So if English Shepherds are so great, why are they so rare? The short answer is probably because we – small farmers – became so rare. In the late 20th century, as diversified farms became more specialized, so did their dogs, and the all-around English Shepherd was replaced by breeds like border collies for herding, and one of the livestock guardian breeds for protection. Then, as big farms ate up small farms and became mechanized, the very need for a working dog disappeared. I’m thinking of the robot-powered 1500 cow dairy across the lake from us, where the cows never see a blade of growing grass in their lives, and the ‘barn’ looks like a factory. How out of place a working dog would look there!

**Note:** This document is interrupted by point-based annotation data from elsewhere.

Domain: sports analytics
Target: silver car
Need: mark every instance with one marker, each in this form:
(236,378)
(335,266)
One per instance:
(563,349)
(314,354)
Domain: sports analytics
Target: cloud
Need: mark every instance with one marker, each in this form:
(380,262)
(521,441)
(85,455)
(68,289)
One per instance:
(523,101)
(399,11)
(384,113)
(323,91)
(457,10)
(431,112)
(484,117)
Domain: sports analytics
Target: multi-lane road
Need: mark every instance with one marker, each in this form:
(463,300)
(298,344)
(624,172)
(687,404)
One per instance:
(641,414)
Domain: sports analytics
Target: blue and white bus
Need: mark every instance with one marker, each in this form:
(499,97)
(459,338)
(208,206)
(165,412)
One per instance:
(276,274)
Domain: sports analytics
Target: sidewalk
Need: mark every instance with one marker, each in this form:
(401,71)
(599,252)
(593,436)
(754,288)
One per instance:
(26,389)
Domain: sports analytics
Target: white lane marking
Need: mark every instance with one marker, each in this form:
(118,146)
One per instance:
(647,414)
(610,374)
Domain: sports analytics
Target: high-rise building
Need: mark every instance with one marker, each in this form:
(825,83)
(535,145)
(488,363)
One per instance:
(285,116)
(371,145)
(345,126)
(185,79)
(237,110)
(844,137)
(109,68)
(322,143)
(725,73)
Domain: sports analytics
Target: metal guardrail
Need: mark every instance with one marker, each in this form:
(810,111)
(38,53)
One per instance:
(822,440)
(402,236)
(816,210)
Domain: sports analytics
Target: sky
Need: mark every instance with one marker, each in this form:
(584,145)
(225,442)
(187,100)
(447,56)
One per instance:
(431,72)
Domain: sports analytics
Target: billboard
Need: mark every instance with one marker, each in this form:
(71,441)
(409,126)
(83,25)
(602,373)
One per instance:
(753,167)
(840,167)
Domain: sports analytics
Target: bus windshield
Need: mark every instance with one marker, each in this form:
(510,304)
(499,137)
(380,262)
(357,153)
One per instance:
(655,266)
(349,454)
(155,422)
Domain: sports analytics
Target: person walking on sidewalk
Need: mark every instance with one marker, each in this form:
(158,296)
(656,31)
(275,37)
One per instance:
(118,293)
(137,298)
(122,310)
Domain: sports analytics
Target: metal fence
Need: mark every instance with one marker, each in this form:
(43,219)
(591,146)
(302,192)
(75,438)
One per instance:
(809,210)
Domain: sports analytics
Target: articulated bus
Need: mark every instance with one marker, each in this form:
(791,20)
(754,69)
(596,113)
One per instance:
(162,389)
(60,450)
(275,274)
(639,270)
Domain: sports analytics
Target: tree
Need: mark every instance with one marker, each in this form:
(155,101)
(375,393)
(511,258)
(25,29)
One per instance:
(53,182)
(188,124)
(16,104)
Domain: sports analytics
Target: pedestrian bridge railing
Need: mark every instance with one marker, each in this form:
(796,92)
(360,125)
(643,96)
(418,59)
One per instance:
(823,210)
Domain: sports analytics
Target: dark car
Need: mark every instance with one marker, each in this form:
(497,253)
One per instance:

At the same time the need for an all-around dog was in decline, they fell out of style. The English Shepherd is a “loose-eyed” herder, meaning he doesn’t crouch and stare at stock like a border collie will, and he’s not as flashy a worker. Plus, he was homegrown, and the ‘imports’ breeds were being marketed as more ‘modern’. Jan Hilborn, an English Shepherd breeder who lives in Vermont and studies the history of the breed, says, “In the 1950’s, tractors finished replacing horses, beautiful hardwood floors were covered by linoleum, wooded kitchen tables gave way to chrome and formica and the all-purpose old-fashioned farmdog became equally unfashionable.”
Then, the breed is not right for every situation. They won’t always work for a person they’re not bonded to, so on a farm with lots of hired hands, they can disappoint. Because they’re independent thinkers, they don’t always take well to the kind of rote learning they’d get in obedience class, or the kind of push-button obedience expected at herding trials. They need owners willing to establish a set of rules, lest they make up their own. And they don’t do well in a home that doesn’t have enough time or work for them. “They’ll go bonkers without a job to do,” says Tish Toren. “They’ll get into trouble, become stranger-aggressive, nuisance bark. If they only have a postage stamp yard to guard they’ll take it too far and make it their life’s work.”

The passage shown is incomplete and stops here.